The Slovenian cabinet adopted on Thursday, 14 September a package of legislation that makes up its recently-unveiled tax reform, the main aim of which is to simplify tax procedures and lower the tax burden on businesses
The cabinet made some last-minute tweaks to the documents. While it stuck to its original proposal to replace the five tax brackets with three, it raised the top tax bracket (earning of above EUR 13,600 a year) for income tax by 2 percentage points to 41%.
Moreover, it lowered the middle income tax bracket (between EUR 6,800 and EUR 13,600) by a percentage point to 27%. The lowest tax bracket (earning up to EUR 6,800) was left unchanged at 16%.
The government also decided to add a new provision to the proposed corporate income tax law with which the tax rate would first be cut from 25% to 23% in 2007 and then fall by a percentage point a year until it hits 20% in 2010. In its original proposal the rate was set at 23%.
Finance Minister Andrej Bajuk said the decision to tweak the tax brackets was taken by the government on the basis of the proposals it got from interested parties.
The general tax relief (which all taxpayers are entitled to) will increase by 11% to EUR 2,800. All other types of relief except for children and the disabled have been eliminated.
Bajuk reiterated that revenues from personal income tax would be SIT 35bn (EUR 145.5m) lower per year as a result of the changes. He said the shortfall would be offset through lower public spending and higher economic growth.
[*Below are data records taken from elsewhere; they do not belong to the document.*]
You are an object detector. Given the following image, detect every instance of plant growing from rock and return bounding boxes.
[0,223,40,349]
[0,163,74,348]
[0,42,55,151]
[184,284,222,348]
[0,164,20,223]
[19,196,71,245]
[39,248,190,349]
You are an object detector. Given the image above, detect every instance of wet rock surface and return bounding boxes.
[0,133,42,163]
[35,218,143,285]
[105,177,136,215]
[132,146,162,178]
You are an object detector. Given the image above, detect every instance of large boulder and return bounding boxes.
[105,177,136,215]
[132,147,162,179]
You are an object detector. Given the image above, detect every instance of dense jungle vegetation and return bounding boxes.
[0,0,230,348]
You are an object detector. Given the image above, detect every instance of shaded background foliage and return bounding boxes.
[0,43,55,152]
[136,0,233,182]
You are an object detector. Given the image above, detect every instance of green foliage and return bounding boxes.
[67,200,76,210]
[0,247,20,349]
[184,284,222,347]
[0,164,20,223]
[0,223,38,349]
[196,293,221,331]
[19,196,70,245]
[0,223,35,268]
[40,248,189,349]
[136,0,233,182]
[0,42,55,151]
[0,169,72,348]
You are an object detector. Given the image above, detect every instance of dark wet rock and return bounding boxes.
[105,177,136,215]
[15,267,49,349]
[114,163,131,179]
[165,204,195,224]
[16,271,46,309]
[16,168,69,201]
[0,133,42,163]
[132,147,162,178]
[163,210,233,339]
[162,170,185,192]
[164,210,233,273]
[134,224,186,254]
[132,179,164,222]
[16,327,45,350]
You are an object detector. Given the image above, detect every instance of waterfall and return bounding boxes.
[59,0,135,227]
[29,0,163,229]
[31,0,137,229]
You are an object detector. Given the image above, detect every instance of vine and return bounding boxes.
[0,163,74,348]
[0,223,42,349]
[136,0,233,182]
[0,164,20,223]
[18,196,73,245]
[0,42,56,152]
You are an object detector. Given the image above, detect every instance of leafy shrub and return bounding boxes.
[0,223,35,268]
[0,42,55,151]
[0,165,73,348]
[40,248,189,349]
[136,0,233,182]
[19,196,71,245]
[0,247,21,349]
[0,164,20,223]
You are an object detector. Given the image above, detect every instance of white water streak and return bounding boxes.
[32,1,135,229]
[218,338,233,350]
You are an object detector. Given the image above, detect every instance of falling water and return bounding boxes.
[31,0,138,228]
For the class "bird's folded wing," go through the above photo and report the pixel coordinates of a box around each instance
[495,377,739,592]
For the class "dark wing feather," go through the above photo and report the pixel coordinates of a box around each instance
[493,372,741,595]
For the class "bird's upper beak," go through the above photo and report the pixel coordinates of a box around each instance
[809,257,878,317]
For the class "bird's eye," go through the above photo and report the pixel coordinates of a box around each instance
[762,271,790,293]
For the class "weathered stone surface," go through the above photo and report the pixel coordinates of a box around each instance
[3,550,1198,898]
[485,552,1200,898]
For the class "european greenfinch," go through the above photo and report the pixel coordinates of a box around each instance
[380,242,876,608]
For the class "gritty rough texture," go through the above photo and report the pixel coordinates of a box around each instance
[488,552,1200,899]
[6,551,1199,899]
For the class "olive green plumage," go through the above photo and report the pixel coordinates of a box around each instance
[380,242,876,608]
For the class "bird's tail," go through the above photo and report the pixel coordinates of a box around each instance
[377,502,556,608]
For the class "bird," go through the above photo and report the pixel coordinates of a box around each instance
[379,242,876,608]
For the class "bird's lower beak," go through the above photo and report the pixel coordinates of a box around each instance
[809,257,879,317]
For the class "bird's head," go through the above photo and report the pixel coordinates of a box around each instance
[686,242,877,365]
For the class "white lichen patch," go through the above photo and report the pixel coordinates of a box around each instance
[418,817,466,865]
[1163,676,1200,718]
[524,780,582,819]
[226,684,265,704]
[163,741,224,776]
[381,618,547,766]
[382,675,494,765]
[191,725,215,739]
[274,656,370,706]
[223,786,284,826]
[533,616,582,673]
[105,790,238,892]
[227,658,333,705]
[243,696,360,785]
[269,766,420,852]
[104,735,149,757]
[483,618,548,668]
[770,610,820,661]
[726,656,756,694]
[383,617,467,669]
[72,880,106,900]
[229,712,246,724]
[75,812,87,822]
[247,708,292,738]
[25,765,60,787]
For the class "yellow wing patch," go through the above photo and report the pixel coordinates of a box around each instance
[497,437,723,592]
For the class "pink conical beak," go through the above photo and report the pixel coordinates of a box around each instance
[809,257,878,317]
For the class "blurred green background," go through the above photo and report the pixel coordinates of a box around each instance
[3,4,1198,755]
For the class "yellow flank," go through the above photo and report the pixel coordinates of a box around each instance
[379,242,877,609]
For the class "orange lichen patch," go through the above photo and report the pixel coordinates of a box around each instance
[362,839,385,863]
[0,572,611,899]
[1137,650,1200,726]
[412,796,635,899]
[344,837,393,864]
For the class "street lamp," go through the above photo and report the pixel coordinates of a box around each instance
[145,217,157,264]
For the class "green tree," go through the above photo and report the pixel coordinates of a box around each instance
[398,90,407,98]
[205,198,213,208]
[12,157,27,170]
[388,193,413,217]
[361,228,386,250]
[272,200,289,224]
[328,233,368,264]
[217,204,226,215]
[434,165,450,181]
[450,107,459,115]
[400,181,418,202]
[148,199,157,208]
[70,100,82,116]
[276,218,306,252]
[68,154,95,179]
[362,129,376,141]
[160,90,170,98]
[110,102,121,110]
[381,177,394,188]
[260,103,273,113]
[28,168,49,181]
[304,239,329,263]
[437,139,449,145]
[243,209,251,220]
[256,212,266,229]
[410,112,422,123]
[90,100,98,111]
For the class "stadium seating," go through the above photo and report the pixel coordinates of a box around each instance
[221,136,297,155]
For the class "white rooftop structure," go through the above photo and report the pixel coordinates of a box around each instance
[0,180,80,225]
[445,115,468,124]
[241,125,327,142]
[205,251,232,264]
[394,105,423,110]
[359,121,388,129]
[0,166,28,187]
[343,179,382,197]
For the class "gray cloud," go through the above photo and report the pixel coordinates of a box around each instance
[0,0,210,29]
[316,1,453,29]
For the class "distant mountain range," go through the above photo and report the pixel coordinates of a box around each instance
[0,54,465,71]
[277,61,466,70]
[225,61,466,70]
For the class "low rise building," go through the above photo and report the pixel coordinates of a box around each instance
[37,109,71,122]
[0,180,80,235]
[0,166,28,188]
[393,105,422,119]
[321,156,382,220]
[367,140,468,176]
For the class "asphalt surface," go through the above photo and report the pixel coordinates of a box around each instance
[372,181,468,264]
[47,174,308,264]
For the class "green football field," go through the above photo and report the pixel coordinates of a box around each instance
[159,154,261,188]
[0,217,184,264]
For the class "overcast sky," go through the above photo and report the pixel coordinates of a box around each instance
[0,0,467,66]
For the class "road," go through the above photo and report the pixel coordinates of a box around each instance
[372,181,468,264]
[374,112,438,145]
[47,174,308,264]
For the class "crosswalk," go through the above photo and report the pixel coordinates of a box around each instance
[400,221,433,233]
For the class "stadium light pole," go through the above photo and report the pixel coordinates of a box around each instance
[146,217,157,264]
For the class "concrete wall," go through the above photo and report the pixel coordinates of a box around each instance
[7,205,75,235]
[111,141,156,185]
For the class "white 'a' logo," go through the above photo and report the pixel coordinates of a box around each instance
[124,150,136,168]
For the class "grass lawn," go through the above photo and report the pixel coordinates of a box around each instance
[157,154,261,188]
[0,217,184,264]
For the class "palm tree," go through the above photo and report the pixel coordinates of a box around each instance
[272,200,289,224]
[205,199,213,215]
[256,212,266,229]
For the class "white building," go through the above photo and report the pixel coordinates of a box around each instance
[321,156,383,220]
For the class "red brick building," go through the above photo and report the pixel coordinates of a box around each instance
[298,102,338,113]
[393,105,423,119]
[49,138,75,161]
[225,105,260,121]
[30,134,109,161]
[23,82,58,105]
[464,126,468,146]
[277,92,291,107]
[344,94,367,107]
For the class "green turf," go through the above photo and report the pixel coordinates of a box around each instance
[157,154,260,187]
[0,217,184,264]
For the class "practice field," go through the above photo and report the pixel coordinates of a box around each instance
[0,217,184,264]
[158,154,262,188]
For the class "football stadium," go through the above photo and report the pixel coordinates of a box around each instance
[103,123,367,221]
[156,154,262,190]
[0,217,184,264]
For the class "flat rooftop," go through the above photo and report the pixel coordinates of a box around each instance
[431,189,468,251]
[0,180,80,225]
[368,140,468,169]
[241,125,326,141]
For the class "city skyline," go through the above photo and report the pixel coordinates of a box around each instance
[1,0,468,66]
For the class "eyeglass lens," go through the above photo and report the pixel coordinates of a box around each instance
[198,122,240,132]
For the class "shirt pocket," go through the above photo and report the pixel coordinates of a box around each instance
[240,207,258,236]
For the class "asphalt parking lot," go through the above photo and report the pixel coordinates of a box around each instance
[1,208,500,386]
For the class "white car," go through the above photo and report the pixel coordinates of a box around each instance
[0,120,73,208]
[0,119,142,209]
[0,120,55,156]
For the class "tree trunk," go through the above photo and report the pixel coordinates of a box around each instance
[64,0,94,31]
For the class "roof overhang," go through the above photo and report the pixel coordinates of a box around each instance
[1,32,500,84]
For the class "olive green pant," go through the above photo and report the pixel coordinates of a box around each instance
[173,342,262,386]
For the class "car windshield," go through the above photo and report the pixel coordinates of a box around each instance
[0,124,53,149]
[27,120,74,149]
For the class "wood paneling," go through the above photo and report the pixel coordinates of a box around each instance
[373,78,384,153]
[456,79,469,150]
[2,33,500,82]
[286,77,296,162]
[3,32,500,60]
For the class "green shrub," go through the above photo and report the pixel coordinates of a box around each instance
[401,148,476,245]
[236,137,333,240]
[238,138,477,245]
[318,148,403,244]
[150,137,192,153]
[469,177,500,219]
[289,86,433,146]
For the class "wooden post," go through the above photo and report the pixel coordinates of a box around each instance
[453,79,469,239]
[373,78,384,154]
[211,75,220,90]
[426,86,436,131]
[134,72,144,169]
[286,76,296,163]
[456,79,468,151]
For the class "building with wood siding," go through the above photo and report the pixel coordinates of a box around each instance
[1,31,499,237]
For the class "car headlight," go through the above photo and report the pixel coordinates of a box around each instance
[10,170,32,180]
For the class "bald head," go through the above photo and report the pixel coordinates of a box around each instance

If this is not enough VAT will have to be increased.
Meanwhile, Finance Ministry State Secretary Andrej Sircelj said that the proposal ensures that no taxpayer will be worse off than under the current legislation.
As far as its decision to introduce further cuts in corporate income tax, albeit gradual, Bajuk said the measure was aimed at showing that the government was serious about promoting enterprise and foreign investment.
The Finance Ministry also said that the latest package included extensive measures to simplify tax procedures in the country by reducing red tape at all steps.
Apart from the income tax and corporate income tax laws, the government also adopted changes to the VAT act, changes to the property tax act, changes to the tax procedure act, changes to the tax on inheritance and presents act and the changes to tax on vessels act.
Slovenia's largest trade union has welcomed the government's decision to raise the rate of the highest income tax bracket. The Association of Free Trade Unions of Slovenia (ZSSS) said in Thursday's press statement that this was in line with its expectations and represented a guarantee that VAT rates would not be increased in the future.
Meanwhile, the Chamber of Commerce and Industry has said that the introduction of a gradual reduction of the corporate income tax rate was welcome news but that the government still did not go far enough in alleviating the tax burden on businesses. In its opinion, the 20% corporate income tax rate should be implemented as of 2007.
The government plans for the package to enter into force as of 1 January 2007. This would mean that parliament would have to pass the laws in November.